Если она когда-нибудь выйдет замуж, то не сможет позволить себе надеть светлое свадебное платье.

Может быть, что-нибудь в красных тонах. Или в черных.

Зазвонил телефон.

Она ответила, чисто машинально, поразившись тому, что он все еще работал.

"Вы опаздываете".

"Эвелин. Привет".

Разговаривая с Эвелин, Мадди помнила о своей наготе под простыней, и поправила спутанные волосы. Не самое приятное чувство. Но с другой стороны, мы ведь все под нашей одеждой голые, не так ли?

"О-о, мне только нужно сделать кое-что". Например, причесаться. Или достать себе майку с надписью "ИДИОТКА" спереди. "Я буду у Вас, как только смогу".

"Я хотела, чтобы ты начала пораньше," — пожаловалась Эвелин. — "Я говорила вчера об этом".

"Увидимся через пару минут".

Мадди повесила трубку. Может быть, ей стоит просто отсоединить телефон. Но тогда Эвелин колотила в дверь.

Снова зазвонил телефон. "Я буду у Вас, как только я смогу".

"Несомненно, детка".

Невозможно спутать этот глубокий голос. "Эл? "

"У меня клиент для тебя".

"Я сказала тебе, что ухожу. У меня другая работа".

"А там тебе платят сто долларов в час? "

"А ты как думаешь? "

"Думаю, ты могла бы передумать".

"Пока нет".

"Ты должна мне тридцать долларов".

"Я заплачу".

"Только не хотелось бы, чтобы ты смылась как твоя сестра".

"Я не смоюсь".

"У меня тут парень-угонщик ищет ее машину. Когда он найдет, она моя. Слышала, дорогуша? "

"Я знаю, Эл. Ты ведь дашь мне знать, если вы найдете ее? "

"Разумеется, дорогая".

Она обнаружила Хэмингуэя лежащим на ступеньках, на ее ночной сорочке. Так вот откуда было урчание. Может, он пытался сказать ей что-то?

Она сдернула сорочку из-под него, и с облегчением обнаружила, что кот не испортил ее. Видимо, это был всего лишь шум. Когда она получила свой первый чек, то сводила его к кошачьему парикмахеру для стрижки. В прошлый раз, когда она сделала это, Хэмингуэй дулся всю неделю. Она никогда не могла понять, что так раздражает его: мучение в руках совершенно незнакомого человека или унижение от сходства с голой крысой.

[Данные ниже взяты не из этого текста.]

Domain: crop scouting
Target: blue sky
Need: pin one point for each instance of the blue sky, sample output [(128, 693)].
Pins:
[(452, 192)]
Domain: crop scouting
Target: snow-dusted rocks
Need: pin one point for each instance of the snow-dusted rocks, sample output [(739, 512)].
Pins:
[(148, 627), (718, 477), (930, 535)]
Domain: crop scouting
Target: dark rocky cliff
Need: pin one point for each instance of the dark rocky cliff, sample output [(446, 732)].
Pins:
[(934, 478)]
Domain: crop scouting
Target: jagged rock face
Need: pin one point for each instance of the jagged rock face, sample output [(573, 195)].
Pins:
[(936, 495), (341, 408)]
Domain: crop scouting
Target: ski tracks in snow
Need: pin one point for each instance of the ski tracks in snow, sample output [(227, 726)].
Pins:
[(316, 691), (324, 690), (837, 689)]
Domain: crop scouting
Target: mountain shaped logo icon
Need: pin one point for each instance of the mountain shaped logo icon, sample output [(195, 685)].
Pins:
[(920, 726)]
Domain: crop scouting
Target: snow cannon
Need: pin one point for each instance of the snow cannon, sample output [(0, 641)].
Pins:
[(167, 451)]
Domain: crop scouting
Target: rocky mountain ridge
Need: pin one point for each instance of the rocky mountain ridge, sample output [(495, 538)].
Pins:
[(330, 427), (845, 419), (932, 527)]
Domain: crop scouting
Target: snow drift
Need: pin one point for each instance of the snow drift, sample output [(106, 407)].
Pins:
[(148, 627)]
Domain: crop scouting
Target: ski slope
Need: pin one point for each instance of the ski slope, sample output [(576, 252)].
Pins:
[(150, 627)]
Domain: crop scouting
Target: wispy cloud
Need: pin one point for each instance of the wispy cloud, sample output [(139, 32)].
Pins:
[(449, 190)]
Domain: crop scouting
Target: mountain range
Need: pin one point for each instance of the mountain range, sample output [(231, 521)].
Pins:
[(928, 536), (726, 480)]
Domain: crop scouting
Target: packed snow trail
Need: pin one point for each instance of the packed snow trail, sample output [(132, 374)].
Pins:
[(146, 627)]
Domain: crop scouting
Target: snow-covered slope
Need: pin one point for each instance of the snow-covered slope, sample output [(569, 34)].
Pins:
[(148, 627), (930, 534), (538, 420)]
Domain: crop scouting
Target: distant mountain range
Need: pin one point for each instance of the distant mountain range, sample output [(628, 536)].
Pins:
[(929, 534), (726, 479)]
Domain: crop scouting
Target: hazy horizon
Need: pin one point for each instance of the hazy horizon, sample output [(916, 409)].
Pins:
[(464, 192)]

Мадди приняла душ, съела "Поп-тарт" (сладкий пирожок "Поп-тарт" производятся компанией "Келлогг"; продаются в виде полуфабрикатов; перед употреблением разогреваются в тостере — прим. пер.), затем направилась к Эвелин, благодарная, что есть чем заполнить день, и не надо думать об Эдди Берлине.